Ahead of this month’s Dive In festival, Emmanuel Fabin, insurance manager at TSB bank, says “despite moving away from its traditional, stuffy persona, in reality insurance is still not reflecting the diversity of our society”
When I explain to family and friends, even strangers, that I work in insurance, often the first response focuses on complaints about no claims bonuses/discounts or what exactly an underwriter is. The visibility and awareness of insurance in comparison with other financial services is negligible. This has led to careers in insurance not being as understood or desired by the average person as they could be.
I started my career by ‘falling’ into insurance in 2003 and even now, 15 years on, there is still a significant gap between perception and reality.
This lack of awareness continues, going by my experience when mentoring students. This unfamiliarity is one of the core reasons, I believe, we have an insurance industry that is less than diverse.
Yes, insurance is traditional, but despite moving away from its traditional, stuffy persona, in reality insurance is still not reflecting the diversity of our society.
The benefits of more diversity in insurance are clear. In a global, dynamic, service-led industry, our strength lies in being able to provide solutions to a wide range of customers’ needs and philosophies. To do that well, the industry must hold a wide range of world views, cultural backgrounds and ideas.
The risk and insurance industry is all about innovation and solutions. The push for diversity should be aligned to these characteristics. If we want dynamic, forward-thinking youth from diverse backgrounds, we need to utilise our tools of innovation and change.
ENGAGE ON THEIR PLATFORMS
Beyond milk rounds at red brick universities, we need to incorporate an intentional push to a broader audience using online platforms to find users from diverse backgrounds.
Once we can engage with future risk and insurance managers on a platform they are familiar with, we can display the diverse opportunities within the industry.
To understand how the industry must intentionally engage more with potential risk and insurance managers, consider the number of views of the top three insurance career-related YouTube videos in the last 12 months – it sits at around 27,000. This is less than a third of the views of one video concerning a medical assistant career, posted in the last six months.
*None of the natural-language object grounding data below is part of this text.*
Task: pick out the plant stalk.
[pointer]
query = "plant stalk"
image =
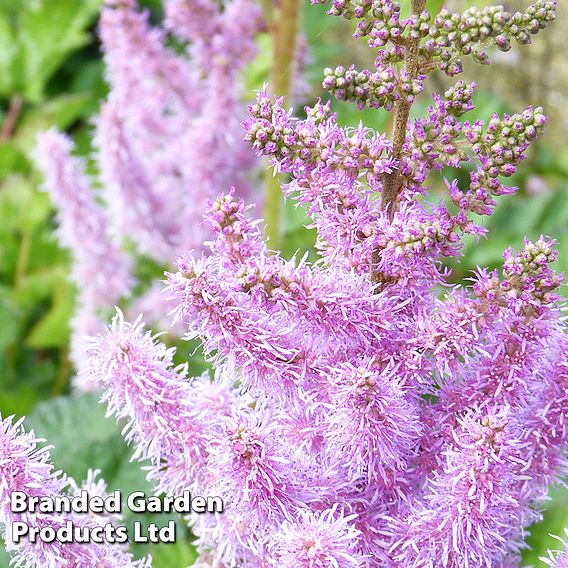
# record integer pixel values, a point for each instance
(391, 182)
(285, 23)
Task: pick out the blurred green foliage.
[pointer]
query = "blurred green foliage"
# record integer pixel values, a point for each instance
(51, 74)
In the 2016 Airmic members survey, 4% or less of those surveyed were younger than 30 and 74% were 40 and older. There is a real risk of a lost generation of insurance and risk professional leaders in the future.
The 2018 survey results are due later this year and there isn’t any indication so far that there has been a significant demographic shift.
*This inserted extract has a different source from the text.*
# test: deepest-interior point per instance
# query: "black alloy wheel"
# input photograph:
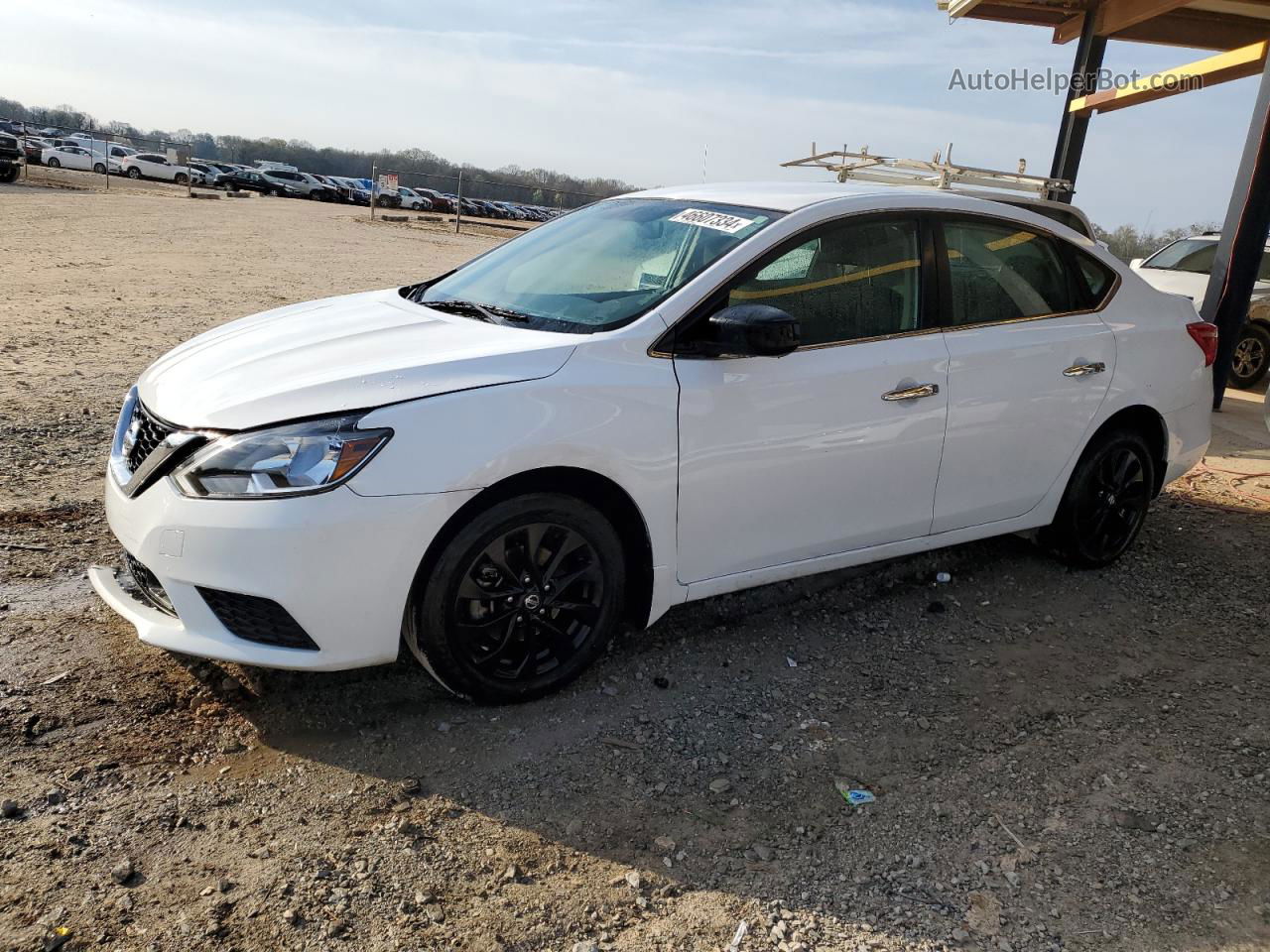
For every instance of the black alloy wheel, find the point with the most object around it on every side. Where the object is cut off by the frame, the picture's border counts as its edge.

So how should the industry approach the need for change? We need a three-pronged approach when engaging potential recruits:
- Awareness – What role does the risk and insurance sector play in today’s world?
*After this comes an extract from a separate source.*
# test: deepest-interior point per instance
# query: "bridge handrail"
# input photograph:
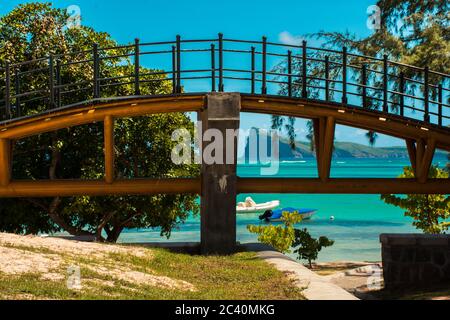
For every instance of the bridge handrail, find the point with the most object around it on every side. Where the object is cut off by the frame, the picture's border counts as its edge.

- Attraction – What diverse opportunities are there and what long-term career paths?
- Action – What is the first step on the career ladder?
FEMALE LEADERS WANTED
As part of this diversity push, the promotion of female leadership is a positive and needed action. I have benefited tremendously from the guidance of female leaders in my career and the recent focus on bringing through strong leaders is invaluable.
The current impetus for diversity is centred on women in top insurance management positions and the greater presence of support groups such as the Women’s Insurance Networking Group. However, this on its own will not secure the level of diversity we must demand. The drive for diverse leadership cannot be sustainable without a ‘grass roots’ focus on bringing a young, culturally varied workforce into the industry.